Nighttime at the docks, under the bridge over the river. This was a fun shoot, though anything at 3 A.M. is. I did three versions: one at 1/6, one at 3.2″, and this one at 30″. In the slower versions the water looks rippled and ugly, but with a longer exposure it’s beautifully smooth, and the streetlights turn to stars. You can see eight points to each light because my lens has eight aperture blades. If I’d have opened up all the way there would be no spikes, and if I opened up further they’d be less prominent.
The number of spikes is equal to the number of aperture blades if even, and double the number if odd, though they’ll be half as bright. They are often a nice touch. For editing, I did simple contrast and color adjustments.

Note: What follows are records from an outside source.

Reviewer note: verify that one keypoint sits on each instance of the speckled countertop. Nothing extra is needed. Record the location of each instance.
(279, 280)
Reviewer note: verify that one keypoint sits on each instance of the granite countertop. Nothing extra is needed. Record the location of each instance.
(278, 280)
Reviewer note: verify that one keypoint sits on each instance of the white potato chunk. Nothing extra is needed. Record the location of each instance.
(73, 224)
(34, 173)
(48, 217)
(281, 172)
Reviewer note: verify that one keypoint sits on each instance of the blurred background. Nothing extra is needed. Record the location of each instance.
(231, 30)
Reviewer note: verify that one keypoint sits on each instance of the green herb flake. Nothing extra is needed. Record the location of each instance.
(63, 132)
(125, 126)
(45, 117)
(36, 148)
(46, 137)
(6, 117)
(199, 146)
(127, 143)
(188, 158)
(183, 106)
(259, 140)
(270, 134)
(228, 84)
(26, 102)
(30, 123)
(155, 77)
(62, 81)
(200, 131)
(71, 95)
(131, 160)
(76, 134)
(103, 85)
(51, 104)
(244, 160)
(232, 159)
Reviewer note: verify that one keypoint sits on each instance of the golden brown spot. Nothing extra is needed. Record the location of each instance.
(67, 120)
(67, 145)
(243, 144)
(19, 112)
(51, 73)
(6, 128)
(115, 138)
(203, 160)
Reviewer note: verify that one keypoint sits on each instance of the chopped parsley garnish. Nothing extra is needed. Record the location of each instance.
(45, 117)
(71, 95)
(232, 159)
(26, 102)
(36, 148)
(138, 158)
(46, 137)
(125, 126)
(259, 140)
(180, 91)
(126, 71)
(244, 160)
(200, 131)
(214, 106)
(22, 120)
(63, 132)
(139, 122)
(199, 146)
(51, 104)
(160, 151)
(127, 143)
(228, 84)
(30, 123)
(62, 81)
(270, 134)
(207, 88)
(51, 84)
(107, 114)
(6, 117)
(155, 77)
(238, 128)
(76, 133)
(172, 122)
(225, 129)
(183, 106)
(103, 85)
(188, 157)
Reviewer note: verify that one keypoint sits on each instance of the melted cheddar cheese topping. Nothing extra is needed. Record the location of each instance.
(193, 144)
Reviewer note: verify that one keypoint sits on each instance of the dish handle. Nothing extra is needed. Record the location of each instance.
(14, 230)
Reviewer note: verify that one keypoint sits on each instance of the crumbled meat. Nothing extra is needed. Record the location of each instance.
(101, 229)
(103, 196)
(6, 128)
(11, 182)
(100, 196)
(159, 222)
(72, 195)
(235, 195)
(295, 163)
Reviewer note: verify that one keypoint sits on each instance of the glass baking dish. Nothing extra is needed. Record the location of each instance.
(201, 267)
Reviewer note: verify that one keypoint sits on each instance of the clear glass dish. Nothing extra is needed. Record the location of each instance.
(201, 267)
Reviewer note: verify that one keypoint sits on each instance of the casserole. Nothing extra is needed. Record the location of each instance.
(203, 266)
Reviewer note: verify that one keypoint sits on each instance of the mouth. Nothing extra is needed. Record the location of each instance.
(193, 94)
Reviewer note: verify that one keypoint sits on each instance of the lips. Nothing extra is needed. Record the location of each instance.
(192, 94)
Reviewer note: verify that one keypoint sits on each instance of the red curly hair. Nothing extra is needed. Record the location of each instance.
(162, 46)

One thing about digital photography, a short-coming compared to film, is that you can’t recover from over-exposure (except somewhat using RAW format). So be sure to get it right the first time, because you can’t edit the detail back in. Note that in that photo, the white highlights in the sky aren’t actually clipped (if they were “clipped,” they’d be pure white), but if your monitor is too bright, you won’t be able to tell by sight. Same goes for you camera’s LCD screen. This is why you have the histogram (hopefully, anyway; I used to have a Fujifilm A360 camera that completely lacked it). If the bars trail off to the right, you know your photo has pure white areas (over-exposure), and if it continues to the left, you have pure black areas (under-exposure). If it does both, as it often will during mid-day, there is too much contrast in the scene. Usually, clipped shadows, like the ones in the black areas here, are more pleasing than clipped highlights. The sun (below) is an exception, as we expect it to be bright (same goes for the sky, but not in sky-centered photos like sunsets). The photo also has clipped shadows (the flower buds on the left), but it looks nice still. However, I increased the contrast carefully on the computer (the second image is the original); it wouldn’t look that good straight from the camera.